SOA sorting

So in my current project, I’m using a library which uses a programming methodology called, SOA, or structure of arrays, which is different than OOP ( object-oriented-programming). Basically, in SOA, instead of having an object with 10 properties, and a vector of those objects, you have a structure with 10 vectors each containing one property.

For example, in OOP, we’d have the following:

class Object{
	vec3 position;
	vec3 normal;
	bool b;
};

std::vector<Object> objects;

But in SOA, we might have this instead:

class SOAObject{
	std::vector< vec3 > positions;
	std::vector< vec3 > normals;
	std::vector< bool > bs;
};
SOAObject soaObject;

All of the vectors are the same length. Why you may want to program like this I am going to leave to another post, what I want to describe here is how you’d go about sorting the SOAObject structure.

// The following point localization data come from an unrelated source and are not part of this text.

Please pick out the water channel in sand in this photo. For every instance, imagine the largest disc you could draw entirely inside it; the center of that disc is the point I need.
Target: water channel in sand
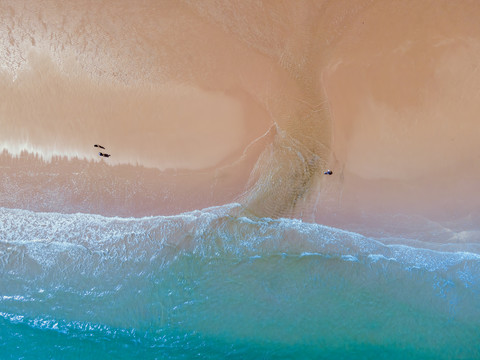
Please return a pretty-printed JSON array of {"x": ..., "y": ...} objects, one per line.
[{"x": 206, "y": 103}]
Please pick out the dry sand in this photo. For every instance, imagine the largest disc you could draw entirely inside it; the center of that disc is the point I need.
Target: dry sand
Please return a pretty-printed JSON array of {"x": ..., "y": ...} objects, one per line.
[{"x": 203, "y": 103}]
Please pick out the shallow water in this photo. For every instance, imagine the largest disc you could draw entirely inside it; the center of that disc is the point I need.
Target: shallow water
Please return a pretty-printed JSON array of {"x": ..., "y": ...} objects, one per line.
[
  {"x": 241, "y": 105},
  {"x": 212, "y": 284}
]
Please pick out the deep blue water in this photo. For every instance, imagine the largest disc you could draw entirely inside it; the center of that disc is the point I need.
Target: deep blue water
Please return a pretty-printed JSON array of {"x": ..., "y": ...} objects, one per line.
[{"x": 213, "y": 285}]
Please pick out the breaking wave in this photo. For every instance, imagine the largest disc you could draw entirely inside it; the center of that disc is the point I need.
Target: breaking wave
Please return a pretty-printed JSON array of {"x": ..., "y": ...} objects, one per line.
[{"x": 212, "y": 279}]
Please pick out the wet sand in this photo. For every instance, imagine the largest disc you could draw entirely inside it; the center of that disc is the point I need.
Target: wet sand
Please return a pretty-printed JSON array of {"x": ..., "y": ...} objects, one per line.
[{"x": 205, "y": 103}]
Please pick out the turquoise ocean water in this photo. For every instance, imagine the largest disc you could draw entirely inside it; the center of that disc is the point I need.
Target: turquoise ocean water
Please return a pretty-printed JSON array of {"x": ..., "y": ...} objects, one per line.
[{"x": 211, "y": 284}]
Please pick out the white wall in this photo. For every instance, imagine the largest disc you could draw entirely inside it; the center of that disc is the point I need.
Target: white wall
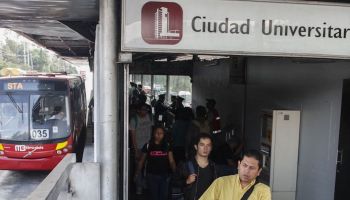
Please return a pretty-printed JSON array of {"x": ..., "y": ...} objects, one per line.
[{"x": 316, "y": 90}]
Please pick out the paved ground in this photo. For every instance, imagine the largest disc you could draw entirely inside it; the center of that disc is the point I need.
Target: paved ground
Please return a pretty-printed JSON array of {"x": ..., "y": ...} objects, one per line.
[{"x": 17, "y": 185}]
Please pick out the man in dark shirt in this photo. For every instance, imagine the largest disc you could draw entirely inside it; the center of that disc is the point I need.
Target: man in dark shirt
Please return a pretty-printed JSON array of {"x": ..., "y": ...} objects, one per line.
[{"x": 196, "y": 174}]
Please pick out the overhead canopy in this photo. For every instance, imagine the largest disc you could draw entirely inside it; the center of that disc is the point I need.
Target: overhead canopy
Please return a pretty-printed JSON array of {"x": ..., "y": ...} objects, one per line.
[{"x": 65, "y": 26}]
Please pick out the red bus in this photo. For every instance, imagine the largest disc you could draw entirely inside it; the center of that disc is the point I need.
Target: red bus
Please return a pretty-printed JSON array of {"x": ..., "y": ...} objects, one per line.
[{"x": 42, "y": 118}]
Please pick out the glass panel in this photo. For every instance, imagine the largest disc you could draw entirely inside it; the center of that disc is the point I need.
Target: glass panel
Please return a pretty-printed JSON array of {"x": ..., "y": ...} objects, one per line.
[
  {"x": 49, "y": 112},
  {"x": 14, "y": 117}
]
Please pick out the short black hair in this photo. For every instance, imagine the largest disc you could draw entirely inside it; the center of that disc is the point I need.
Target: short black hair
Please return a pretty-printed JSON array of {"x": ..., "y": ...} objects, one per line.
[
  {"x": 253, "y": 153},
  {"x": 203, "y": 136}
]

To sort the objects vector, that’s straight forward:

std::sort( objects.begin(), objects.end(),[&](const auto& a, const auto& b) -> bool{
	return a.position.length() < b.position.length();
});

To use the magical std::sort on the SOA, however, it’s not so straight forward. And in my case, the SOA vectors are not std::vectors, so that’s even more of a pain.

So this is how to do it:

//can be pre-generated
std::vector< std::size_t > indexes(soaObject.positions.size());
std::iota(indexes.begin(), indexes.end(), 0);

//actual sorting
std::sort( indexes.begin(), indexes.end(),[&](const auto& a, const auto& b) -> bool{
	return soaObject.positions[a].length() < soaObject.positions[b].length();
});

//indexes is now contains sorted indexes, such that the sorted sequence is accessed as follows:
for( auto i: indexes){
	std::cout << soaObject.positions[i] << ", " << soaObject.normals[i] << ", " << soaObject.bs[i] << "; ";
}

The std::iota function fills the range with a sequence of increasing numbers starting at 0. This specifies all vector indexes as they exist by default. Then, sorting the index array based on whatever SOA comparison, we leave the originial SOA arrays unchanged, but still get a sorted set of indexes. This allow us to access the array in a sorted manner.

This approach can also be useful to normal OOP where you may not actually want to sort ( copy/move), elements of the vector.